Passion seemed elusive for Eddy Lu, the founder of shoe reselling marketplace GOAT.
After graduating from UC Berkeley, he pulled stints in consulting and banking in Los Angeles, but never found a spark for his interests and considered himself to not be a great employee.
"My peers were going above and beyond, getting performance bonuses, while I was doing the minimum to skate by," said Lu.
At night, Lu and his roommate, a friend he met at Berkeley, would ruminate and bounce ideas off each other, ideas which led both of them to spontaneously quit their corporate jobs on the same day, no prior notice.
Lu and that same roommate, Daishin Sugano, would go on to build 99-cent apps for the iPhone, which had recently launched, and opened a couple stores to sell cream puffs, honing their technical and business skills along the way.
The pair then moved to Chicago and founded Grubwithus, a platform business focused on making connections through social dining. The company was accepted into the Winter 2011 class at Y Combinator and raised $5 million in a Series A, which prompted Lu and Sugano to move aggressively with marketing and hiring.
Ultimately, Grubwithus failed because its core transaction was too frictional for scale. Dietary concerns mixed with the uncertainty of meeting and liking strangers killed the company's growth. Since joining the community and enjoying was so difficult, the company couldn't leverage network effects and was dead in the water.
Lu realized that building liquidity requires eliminating as much friction as possible, a lesson he applied quite well later.
Maybe It's The Shoes
Lu and his team tried a number of different plays for a year until they only had $1.5 million left in the bank, at which point Sugano noted the untapped potential in collectible sneakers. (Sugano himself is an avid collector.) Young people had long ago stopped collecting items like baseball cards; sneakers were the fastest growing segment in eBay's collectibles category.
Sugano had been burned previously when he tried to purchase a pair on eBay and instead received counterfeits. When he filed a grievance, the arbitration process with PayPal was so difficult, he gave up on the pursuit, sensing that his experience was far from unique.
Thus, GOAT was born.
Above all else, Lu and Sugano prioritized trust and safety, knowing that lacking these traits would break their business effort and render them no different than sites like eBay.
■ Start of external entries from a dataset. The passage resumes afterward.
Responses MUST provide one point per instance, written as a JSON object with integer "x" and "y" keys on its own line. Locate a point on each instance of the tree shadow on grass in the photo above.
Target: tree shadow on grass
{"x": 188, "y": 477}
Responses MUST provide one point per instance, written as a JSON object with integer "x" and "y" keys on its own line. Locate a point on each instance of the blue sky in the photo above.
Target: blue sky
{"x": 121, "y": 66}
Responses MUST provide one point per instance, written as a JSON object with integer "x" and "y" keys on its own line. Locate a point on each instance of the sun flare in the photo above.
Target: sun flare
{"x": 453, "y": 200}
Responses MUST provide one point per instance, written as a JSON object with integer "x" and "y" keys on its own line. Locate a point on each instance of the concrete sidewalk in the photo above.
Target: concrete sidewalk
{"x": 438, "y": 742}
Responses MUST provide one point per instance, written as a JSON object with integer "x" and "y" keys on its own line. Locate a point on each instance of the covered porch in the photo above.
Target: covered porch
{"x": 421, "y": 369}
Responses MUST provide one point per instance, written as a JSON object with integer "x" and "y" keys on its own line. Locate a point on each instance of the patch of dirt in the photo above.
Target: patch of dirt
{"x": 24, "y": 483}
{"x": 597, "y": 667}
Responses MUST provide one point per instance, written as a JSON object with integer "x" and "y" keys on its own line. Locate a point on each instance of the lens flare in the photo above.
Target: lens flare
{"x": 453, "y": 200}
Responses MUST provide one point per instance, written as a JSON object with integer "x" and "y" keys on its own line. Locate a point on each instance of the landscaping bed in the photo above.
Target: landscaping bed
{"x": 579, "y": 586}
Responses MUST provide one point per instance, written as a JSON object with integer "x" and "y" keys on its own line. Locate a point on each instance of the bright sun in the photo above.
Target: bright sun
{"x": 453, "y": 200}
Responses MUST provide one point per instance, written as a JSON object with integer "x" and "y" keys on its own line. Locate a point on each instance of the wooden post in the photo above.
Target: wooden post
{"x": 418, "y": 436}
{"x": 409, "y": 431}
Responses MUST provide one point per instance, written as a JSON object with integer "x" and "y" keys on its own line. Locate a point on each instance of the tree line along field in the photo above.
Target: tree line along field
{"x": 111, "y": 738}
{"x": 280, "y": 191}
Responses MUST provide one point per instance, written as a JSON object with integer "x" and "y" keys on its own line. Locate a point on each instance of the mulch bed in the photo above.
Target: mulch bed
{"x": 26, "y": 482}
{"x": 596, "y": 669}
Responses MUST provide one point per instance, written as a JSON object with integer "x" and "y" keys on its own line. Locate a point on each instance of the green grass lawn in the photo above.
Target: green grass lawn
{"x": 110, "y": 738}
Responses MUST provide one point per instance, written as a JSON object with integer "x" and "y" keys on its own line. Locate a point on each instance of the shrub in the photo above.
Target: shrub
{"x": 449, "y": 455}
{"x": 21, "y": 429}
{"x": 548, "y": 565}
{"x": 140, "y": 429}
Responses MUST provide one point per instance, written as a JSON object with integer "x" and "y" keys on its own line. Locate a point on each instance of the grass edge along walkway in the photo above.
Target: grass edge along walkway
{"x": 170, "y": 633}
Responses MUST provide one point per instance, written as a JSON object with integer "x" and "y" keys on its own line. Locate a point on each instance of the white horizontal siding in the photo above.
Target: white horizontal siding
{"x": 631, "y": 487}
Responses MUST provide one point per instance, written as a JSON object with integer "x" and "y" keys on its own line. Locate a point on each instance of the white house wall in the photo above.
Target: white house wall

"On eBay, buyers have to spend upwards of five hours to buy a single pair of shoes," lamented Lu. "Checking all of the pictures, comparing to identical listings, sorting through seller reviews and comments, figuring out the sellers' reputations and messaging them. It's a lot of work for just one purchase."
To resolve the problem of fakes, GOAT instituted a ship-to-verify model. When sellers want to list their shoes, they must first be shipped to GOAT's warehouse for verification by a team of experts.
What really differentiates GOAT's approach from everything prior is that it uses a managed marketplace model, as opposed to an open one. In the backend, the business is very much a marketplace, but it looks like a retail site on the frontend in order to achieve a frictionless experience for buyers.
The shopping process is consolidated to a single page, so a buyer will only see one listing for a particular shoe at a time, the one with the lowest price, which forces sellers to be competitive on price. With the ship-to-verify model, everything else is equal.
"With our managed marketplace model, it's like eBay's the Wild West and we're a much tamer version of that," Lu said.
GOAT recently raised $25 million in a venture round led by Accel Partners as the company aims to grow and bring its model to greater scale. According to Lu, the company already has positive cash flow and hasn't begun to touch the $5 million it raised last year.
At this stage, Lu wants to grow aggressively and, by doing so, deliver better outcomes for buyers and sellers alike. No matter the proximity of GOAT's participants, all shoes sold on the platform must go through one of the company's verification facilities, which are all located in Los Angeles.
"That lag time is friction for our buyers and we expect that the growth this raise enabled will eliminate that," said Lu.
Closer verification warehouses means shorter wait times from purchase to delivery and smaller shipping costs, which serves to enhance the value of the platform and boost its network effects. In other words, less friction means more buyers which means more sellers.
On top of the new facilities, Lu and his team want to create new tools and analytics for the sellers. Within eBay's ecosystem, the so-called "Powersellers" reign supreme; no reputation means no sale, generally.
GOAT's marketplace management, however, makes the selling process much more democratic and enables anyone to participate.
The top seller on GOAT sold over $850,000 worth of shoes last year and Lu expects multiple sellers to top $2 million in 2017.
GOAT makes its money from a 10-20% take rate on the sales, which varies based on the quality of the seller. Bad behavior, like cancelling an order or failing to ship on time, results in penalties against their share of the sale.
As the startup grows, GOAT will be looking for new opportunities for partnerships, be it with shoe makers, celebrity brands, or anyone else who can add value to its network.
"We're excited to grow and are taking the lead because tech is in our DNA," said Lu.